Cancer 101: Genes and Tumors

In order to defeat the enemy, it is important to understand it.  Cancer patients in this country this year will visit doctors, hospitals and emergency departments 29 million times.  They will ask their health providers billions of questions regarding their disease and treatment.  However, frequently, they will not quite understand the basic science of cancer and so will be at a disadvantage.  It is critical that we all understand this disease to protect ourselves, to get the best care and to heal the ones we love.

Cancer is a disease of growth.  Growth in our bodies is tightly controlled. Growth is normally turned on only when it is necessary, such as when we are children, or when we are injured. Growth is turned off when it is not needed.  Cancer is what happens when there is damage to the controls in our body that regulate growth. A single cell in some part of our body, which is supposed to be at rest, such as in the lung, breast, colon or skin, starts to divide.  One cell becomes two, two becomes four, four becomes eight, etc.

Cell division is turned on or off by genes whose function is to control growth.  These genes normally turn on needed growth or prevent growth from happening.  These genes, found inside every living cell in our bodies, are made of DNA.  They are switches controlling growth. Cancer is the disease which occurs when these switches malfunction.  A gene, which is supposed to be off (an oncogene), is turned on or a gene that is supposed to be turned on (a suppressor gene), is turned off.  The cell starts to divide and never stops.

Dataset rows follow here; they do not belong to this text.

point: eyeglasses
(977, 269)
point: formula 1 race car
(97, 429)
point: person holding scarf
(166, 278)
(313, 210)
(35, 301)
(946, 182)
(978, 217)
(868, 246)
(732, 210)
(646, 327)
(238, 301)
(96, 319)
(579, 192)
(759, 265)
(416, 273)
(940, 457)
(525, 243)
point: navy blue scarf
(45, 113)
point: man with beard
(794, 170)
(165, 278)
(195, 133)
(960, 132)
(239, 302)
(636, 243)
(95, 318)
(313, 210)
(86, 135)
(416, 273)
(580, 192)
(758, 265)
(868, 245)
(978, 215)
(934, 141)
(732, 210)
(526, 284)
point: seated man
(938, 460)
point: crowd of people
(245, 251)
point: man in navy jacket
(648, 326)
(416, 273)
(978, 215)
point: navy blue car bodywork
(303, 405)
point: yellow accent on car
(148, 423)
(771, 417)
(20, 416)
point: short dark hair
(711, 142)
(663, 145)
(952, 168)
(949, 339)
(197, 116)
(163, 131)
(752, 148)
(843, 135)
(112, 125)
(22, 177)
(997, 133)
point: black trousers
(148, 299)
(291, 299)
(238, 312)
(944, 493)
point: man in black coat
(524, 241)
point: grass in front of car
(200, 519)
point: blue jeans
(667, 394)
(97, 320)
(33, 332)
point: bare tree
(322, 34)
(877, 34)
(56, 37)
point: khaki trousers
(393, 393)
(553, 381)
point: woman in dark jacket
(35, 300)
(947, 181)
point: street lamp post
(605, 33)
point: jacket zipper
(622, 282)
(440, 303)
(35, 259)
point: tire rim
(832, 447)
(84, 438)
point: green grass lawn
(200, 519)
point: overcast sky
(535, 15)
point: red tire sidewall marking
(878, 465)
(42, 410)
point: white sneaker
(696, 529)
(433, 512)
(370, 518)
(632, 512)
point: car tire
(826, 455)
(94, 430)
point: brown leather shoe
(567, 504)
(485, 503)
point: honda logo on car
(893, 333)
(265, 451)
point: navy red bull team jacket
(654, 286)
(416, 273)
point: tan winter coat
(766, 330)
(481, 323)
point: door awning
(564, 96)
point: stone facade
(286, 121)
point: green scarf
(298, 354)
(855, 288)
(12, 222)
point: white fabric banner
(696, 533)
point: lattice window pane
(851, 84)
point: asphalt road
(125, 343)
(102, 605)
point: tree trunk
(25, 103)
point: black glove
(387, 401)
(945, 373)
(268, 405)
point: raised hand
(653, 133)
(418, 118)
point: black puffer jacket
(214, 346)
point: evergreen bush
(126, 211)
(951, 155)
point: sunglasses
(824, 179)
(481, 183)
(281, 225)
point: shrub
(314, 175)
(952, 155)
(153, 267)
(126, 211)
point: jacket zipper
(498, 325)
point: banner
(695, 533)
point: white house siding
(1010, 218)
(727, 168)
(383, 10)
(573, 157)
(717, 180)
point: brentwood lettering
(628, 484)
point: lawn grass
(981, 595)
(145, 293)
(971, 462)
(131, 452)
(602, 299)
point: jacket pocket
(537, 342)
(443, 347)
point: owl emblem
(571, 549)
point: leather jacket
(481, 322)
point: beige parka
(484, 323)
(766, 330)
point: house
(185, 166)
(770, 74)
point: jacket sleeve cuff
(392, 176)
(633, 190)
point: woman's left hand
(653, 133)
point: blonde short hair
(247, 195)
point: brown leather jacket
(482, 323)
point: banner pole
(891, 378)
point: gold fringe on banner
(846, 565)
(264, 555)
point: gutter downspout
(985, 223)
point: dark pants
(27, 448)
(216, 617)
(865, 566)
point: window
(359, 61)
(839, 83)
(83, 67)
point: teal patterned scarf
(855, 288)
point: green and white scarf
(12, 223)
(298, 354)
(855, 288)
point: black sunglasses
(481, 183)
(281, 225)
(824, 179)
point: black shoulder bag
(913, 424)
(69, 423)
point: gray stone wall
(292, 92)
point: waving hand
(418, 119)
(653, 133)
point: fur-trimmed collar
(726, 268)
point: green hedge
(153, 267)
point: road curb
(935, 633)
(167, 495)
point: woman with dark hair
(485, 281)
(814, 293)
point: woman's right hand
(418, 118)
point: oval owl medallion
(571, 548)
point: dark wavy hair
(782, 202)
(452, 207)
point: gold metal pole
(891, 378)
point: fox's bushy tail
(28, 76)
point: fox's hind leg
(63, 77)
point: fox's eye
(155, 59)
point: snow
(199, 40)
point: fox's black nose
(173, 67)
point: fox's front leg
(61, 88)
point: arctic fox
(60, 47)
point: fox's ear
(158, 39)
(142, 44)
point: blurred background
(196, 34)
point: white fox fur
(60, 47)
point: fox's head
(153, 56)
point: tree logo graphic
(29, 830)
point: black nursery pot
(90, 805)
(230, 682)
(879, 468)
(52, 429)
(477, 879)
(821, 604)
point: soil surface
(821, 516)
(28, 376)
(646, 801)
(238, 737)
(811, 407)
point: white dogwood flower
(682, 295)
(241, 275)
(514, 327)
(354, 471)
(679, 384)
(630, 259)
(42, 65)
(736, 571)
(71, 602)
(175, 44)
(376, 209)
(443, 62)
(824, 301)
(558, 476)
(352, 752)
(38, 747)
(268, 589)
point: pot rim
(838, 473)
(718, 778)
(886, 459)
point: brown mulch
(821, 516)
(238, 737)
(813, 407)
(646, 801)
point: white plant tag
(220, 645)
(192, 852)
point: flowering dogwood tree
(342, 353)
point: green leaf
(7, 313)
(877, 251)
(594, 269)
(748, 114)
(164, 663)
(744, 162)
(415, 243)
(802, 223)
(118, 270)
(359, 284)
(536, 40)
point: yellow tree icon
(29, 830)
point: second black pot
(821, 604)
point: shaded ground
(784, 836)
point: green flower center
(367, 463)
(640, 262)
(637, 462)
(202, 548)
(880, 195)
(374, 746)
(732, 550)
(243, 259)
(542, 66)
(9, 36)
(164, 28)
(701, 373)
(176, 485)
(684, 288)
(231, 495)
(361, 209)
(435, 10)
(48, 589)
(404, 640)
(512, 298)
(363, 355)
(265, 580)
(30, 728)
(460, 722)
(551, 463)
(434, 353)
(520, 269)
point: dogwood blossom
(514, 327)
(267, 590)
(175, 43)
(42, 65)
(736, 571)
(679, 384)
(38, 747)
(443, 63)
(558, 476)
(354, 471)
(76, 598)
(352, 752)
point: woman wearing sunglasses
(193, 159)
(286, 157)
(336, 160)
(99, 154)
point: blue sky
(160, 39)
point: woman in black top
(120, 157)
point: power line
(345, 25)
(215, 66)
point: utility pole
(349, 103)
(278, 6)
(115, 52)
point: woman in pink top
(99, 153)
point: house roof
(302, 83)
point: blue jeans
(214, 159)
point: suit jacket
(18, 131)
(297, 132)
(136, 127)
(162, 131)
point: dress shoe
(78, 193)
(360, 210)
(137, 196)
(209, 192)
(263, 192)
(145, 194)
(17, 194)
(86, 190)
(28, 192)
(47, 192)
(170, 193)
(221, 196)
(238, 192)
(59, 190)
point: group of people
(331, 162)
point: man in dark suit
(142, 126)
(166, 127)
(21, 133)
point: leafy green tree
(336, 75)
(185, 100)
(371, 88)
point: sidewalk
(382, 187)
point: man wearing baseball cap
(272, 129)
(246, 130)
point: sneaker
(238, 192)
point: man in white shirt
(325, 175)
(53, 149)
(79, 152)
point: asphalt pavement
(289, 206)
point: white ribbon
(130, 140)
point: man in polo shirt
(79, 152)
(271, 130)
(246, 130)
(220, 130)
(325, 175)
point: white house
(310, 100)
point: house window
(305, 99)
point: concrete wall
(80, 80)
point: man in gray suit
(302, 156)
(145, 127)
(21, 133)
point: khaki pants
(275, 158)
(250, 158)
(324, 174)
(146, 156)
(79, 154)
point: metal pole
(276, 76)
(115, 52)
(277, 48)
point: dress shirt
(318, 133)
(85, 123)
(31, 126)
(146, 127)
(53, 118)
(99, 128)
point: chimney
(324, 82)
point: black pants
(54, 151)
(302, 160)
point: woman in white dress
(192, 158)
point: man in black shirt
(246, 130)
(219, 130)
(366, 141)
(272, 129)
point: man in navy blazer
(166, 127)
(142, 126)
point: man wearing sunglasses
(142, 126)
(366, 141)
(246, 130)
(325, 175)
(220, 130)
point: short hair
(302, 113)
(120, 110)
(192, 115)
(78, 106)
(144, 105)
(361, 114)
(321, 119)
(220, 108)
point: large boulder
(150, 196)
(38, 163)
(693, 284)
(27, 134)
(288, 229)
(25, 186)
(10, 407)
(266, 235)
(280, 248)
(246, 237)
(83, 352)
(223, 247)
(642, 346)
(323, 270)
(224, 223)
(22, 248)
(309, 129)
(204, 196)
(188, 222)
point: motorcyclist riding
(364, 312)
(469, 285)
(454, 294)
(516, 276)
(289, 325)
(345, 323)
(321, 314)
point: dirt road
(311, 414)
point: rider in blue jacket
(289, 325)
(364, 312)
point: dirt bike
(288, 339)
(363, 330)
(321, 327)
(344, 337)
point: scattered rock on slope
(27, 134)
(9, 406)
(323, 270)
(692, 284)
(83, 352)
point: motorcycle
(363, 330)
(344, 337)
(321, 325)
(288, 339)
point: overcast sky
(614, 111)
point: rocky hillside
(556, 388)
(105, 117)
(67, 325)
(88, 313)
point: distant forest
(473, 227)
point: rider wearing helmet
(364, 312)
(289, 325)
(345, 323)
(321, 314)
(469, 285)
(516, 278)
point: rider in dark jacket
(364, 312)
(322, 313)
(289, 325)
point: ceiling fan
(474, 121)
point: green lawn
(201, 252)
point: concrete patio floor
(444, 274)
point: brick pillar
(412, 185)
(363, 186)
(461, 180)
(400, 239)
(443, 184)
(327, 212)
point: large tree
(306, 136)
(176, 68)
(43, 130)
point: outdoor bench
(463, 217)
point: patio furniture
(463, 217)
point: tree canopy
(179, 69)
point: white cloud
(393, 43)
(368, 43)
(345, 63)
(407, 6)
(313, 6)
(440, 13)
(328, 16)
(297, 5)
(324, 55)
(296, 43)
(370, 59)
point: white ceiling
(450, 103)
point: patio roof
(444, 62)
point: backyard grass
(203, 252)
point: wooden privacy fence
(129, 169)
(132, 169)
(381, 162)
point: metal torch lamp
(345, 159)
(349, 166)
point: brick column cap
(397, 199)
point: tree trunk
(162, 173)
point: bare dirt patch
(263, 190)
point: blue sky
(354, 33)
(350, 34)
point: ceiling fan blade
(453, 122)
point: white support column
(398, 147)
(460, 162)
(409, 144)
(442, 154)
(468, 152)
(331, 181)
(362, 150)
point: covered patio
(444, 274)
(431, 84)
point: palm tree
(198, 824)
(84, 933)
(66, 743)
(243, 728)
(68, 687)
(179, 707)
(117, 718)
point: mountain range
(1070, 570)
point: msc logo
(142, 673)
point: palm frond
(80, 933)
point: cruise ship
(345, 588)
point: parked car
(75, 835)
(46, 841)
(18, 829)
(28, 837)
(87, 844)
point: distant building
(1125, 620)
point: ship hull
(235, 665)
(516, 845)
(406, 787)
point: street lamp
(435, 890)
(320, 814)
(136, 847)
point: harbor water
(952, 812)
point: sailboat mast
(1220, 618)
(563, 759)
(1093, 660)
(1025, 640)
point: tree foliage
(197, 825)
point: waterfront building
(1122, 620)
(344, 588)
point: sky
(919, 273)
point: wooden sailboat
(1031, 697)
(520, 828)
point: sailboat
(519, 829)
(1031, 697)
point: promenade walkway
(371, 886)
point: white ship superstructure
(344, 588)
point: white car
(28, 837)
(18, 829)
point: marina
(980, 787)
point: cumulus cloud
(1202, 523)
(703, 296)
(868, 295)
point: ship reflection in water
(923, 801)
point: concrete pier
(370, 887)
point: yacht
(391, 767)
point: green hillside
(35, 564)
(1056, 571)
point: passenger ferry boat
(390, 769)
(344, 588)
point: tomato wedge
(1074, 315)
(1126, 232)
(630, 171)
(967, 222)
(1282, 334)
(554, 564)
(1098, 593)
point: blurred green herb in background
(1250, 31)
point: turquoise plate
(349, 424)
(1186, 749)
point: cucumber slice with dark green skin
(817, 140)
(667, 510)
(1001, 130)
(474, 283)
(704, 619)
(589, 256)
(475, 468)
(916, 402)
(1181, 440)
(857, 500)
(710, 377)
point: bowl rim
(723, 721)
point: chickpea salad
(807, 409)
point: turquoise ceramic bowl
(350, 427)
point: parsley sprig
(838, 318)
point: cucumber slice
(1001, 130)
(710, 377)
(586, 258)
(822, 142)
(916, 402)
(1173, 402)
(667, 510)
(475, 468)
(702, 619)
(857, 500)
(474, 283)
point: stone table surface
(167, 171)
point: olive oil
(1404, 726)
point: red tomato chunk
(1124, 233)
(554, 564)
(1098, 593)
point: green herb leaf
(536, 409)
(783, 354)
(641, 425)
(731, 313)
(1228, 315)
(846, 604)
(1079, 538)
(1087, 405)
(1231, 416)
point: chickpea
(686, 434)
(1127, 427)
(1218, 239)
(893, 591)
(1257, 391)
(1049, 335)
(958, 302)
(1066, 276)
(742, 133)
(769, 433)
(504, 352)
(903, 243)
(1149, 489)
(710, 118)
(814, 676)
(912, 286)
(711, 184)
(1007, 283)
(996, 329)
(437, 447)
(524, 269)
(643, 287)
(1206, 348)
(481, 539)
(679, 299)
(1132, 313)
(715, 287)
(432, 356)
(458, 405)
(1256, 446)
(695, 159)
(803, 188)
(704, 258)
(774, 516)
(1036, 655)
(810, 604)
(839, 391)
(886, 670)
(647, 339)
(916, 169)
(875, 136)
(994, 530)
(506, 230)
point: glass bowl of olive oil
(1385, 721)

Damage to these genetic switches occurs in the pretty much same way an electrical switch on a light can be damaged.  First, the genetic switch may be manufactured badly (thus an inherited cancer).  Second, a switch can be worn out with time (which is why cancer increases as we get older).  Finally, the switch can be damaged or abused (smoking, chemicals, diet, certain infections…).    When a gene is damaged, we call that a mutation.  The instructions in the gene are changed.  When mutated DNA instructs a cell to divide, a cancerous tumor grows.  If that cell is in the colon, it will cause colon cancer.  If it is in the pancreas, it will cause pancreatic cancer.  The cell will still appear somewhat similar to the original tissue or organ, but it will be growing.

Scientists believe that in most cancers more then one mutation is required to cause a cancer (a “multi-hit hypothesis”).  This may be why some people that smoke get lung cancer, but not all  – a gene in their lungs is mutated by the tobacco, but they might not have a mutated gene which runs in their family or perhaps they were not exposed to other chemicals.  This may be why some women who took estrogen postmenopausal get breast cancer, but others do not.  A mixture of mutated genes produces a growing cancer.

Cancer therefore is the disease that occurs when mutated genes (so called oncogenes or tumor suppressor genes) instruct previously healthy cells to divide, eventually forming malignant masses.   We can cause cancer in ourselves by damaging our cells.  We can prevent cancer by avoiding behaviors that can cause mutations or doing certain things to protect ourselves.  The future of cancer care will be not only in understanding this basic biology of cancer growth but by using tests or therapies which target these genetic mutations to prevent, detect or kill cancer.